While we are talking big orphanages, please pray for my niece Sarah's former orphanage. They are working to change things, but it has been a place of horrendous, criminal neglect in the past. I just think...those people need Christ, too. They are doing better, changing, and I'm glad - no child should have to suffer what my baby girl and so many others suffered, but without Christ, well, it's just the here and now. Many Christians are involved in the fundraising, the motivation, yes. But I ache for the Bulgarian workers too...they need adopted...into Christ's family. That being said, THAT PLACE IS EMPTYING OUT!! Soooo many kids have been adopted from there. It's my crazy impossible prayer that every last child from there will have a family, even the ones who've aged out, because my God is the God of the hopeless and impossible!

Oh, and happy news - my visa extension application was accepted and should be processed and ready for me to pick up within 4-6 weeks! I was originally only going to stay for 5 months. My visa was good for about 6. Crazy me, thinking I could leave this place. ;)

Saturday, June 7, 2014

Missions Team #2 - Little Rock

Hi all! Sorry I haven't had a chance to blog much lately.

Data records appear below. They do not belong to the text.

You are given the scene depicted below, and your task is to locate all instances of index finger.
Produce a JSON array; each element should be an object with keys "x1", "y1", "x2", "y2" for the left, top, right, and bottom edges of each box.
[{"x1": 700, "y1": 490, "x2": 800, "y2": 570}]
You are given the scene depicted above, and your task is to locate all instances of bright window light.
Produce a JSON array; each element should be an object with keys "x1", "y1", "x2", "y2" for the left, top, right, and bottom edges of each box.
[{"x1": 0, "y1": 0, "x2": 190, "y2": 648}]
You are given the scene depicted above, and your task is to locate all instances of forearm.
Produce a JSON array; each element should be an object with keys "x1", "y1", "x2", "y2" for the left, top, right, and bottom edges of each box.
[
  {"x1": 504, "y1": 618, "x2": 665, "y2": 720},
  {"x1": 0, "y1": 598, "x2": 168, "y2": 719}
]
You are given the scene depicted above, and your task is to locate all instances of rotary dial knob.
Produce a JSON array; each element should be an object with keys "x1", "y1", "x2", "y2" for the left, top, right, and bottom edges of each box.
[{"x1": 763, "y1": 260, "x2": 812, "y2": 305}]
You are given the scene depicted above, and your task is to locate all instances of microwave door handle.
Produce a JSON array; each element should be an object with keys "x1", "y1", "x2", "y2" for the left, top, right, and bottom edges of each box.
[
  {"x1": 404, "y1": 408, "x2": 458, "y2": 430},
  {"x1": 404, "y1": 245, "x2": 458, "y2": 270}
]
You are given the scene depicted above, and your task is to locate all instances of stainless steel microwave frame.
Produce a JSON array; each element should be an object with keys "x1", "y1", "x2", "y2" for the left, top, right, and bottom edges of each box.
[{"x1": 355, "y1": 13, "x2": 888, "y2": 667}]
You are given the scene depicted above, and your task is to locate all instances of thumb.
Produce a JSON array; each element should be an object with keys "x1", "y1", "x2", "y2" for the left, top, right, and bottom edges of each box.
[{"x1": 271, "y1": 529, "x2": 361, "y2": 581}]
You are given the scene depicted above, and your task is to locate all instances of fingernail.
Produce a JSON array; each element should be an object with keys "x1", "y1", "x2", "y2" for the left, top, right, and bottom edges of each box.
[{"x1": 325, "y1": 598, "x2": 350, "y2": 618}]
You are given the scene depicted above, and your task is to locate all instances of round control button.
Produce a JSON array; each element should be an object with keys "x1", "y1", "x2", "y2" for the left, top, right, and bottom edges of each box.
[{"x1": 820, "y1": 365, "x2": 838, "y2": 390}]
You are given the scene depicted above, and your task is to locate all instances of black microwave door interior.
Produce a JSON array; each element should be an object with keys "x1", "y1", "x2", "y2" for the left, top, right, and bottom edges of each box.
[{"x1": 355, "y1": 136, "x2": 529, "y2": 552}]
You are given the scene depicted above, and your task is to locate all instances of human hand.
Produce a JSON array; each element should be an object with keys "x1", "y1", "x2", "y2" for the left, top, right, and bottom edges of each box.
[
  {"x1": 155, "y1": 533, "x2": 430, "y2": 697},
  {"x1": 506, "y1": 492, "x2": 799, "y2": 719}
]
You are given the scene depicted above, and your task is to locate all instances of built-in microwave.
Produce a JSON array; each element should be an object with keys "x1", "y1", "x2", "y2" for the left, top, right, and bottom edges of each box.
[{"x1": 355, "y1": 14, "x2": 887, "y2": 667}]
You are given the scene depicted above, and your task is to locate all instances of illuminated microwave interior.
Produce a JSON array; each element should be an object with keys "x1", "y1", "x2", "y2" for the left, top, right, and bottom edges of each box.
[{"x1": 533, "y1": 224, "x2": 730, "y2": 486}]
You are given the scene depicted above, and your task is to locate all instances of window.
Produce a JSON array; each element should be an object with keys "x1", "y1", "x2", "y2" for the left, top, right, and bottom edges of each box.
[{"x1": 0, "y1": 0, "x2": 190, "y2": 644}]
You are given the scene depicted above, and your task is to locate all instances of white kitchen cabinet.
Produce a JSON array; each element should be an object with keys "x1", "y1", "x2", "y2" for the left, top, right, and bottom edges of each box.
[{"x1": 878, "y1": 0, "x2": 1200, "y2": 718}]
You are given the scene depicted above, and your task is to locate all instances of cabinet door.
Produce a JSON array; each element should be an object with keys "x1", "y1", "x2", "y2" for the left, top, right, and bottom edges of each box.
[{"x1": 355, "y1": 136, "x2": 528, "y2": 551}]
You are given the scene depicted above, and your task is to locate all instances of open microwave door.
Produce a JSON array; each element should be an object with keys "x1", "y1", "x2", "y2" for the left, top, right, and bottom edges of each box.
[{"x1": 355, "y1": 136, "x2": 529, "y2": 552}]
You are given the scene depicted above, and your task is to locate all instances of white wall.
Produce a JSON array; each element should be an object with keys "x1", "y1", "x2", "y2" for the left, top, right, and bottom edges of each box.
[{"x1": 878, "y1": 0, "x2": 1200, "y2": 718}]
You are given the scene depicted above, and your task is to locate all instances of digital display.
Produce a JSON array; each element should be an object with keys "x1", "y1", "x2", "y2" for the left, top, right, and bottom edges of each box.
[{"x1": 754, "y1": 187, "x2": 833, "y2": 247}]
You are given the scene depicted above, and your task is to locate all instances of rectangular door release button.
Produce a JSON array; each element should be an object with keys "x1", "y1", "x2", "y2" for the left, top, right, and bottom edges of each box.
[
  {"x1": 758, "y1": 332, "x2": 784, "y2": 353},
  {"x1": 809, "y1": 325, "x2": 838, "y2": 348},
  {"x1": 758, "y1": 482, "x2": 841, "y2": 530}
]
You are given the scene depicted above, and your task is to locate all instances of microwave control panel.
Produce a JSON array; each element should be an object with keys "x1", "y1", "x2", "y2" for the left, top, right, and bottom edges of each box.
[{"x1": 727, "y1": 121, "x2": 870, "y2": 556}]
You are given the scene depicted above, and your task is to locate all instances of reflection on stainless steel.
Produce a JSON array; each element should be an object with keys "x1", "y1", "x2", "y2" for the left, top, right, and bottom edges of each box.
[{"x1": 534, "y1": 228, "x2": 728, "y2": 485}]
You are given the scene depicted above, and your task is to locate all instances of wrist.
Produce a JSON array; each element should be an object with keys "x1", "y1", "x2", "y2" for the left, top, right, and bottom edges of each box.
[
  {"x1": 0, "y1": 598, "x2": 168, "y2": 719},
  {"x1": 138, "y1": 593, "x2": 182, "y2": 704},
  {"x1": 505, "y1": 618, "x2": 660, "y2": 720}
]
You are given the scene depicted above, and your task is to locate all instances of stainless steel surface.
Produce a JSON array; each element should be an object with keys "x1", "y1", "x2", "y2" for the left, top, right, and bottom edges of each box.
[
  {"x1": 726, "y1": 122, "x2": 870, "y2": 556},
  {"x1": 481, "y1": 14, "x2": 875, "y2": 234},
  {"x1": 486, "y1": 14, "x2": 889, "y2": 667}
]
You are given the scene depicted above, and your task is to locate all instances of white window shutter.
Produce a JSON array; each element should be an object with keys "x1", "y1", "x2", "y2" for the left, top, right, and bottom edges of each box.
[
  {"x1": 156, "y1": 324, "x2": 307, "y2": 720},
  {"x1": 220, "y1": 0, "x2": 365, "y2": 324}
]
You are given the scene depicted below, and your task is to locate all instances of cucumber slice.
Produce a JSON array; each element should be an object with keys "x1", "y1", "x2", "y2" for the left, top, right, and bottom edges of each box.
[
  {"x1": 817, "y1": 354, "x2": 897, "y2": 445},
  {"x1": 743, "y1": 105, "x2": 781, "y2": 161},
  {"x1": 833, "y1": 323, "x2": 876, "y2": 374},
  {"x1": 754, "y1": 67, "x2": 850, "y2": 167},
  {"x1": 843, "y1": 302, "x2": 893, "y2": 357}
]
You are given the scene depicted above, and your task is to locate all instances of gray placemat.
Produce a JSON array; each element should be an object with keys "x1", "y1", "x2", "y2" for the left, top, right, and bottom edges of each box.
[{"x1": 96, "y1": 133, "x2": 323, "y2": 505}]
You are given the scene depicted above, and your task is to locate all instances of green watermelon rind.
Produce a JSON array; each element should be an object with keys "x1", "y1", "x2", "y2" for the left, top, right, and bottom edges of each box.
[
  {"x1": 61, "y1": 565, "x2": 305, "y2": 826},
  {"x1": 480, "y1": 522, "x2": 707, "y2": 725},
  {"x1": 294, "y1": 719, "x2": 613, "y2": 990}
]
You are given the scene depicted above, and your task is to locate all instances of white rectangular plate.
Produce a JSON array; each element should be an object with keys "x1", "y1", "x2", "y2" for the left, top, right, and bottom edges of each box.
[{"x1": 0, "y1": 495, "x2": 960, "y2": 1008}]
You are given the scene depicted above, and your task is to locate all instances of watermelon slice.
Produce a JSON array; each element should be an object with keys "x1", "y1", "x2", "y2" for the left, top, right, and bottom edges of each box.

(It's sad that so many of my blog posts start this way!)

May/June has been a whirlwind time. We've been running around like crazy with only two interns. Some of our friends from church have been stepping in to fill in the gaps, but we're still super busy! I can't remember if I mentioned it, but we had a missions team here for a week toward the end of May as well, which is super helpful but always...busy!

Here's some photos of the team on their days at the baby home! It was fun having them here.


They organized the garage. Wish I would have gotten a "before" picture. It was quite the ordeal.


They sorted all the baby clothes. Folks, we have SO many baby clothes. (But we still can't find sweaters for Cupcake. I don't understand that...)


There was a giant pile of rubbish. Now I wish I'd dug through it and pulled out a few things...like some scrap lumber that we could use if we ever get the fireplace of which I'm dreaming.


BEAUTIFUL!!


The ladies also helped in the baby home. 


The babies enjoyed lots of one-on-one attention.


Big Guy is happily with his family now!


Happy Princess


Happy Cupcake


We had Bible study with some of the missions team at the Drews' house.


I didn't get to do as much with this team, but thankfully I got to hang out with them a little bit!

They left on the 25th of May, two days before my scheduled departure date. I'm so glad I'm still here! I now have the final paper - my police clearance - that I need to have to apply for my visa. We are planning on going to Home Affairs (again) this week. Please pray everything runs smoothly and my application is accepted!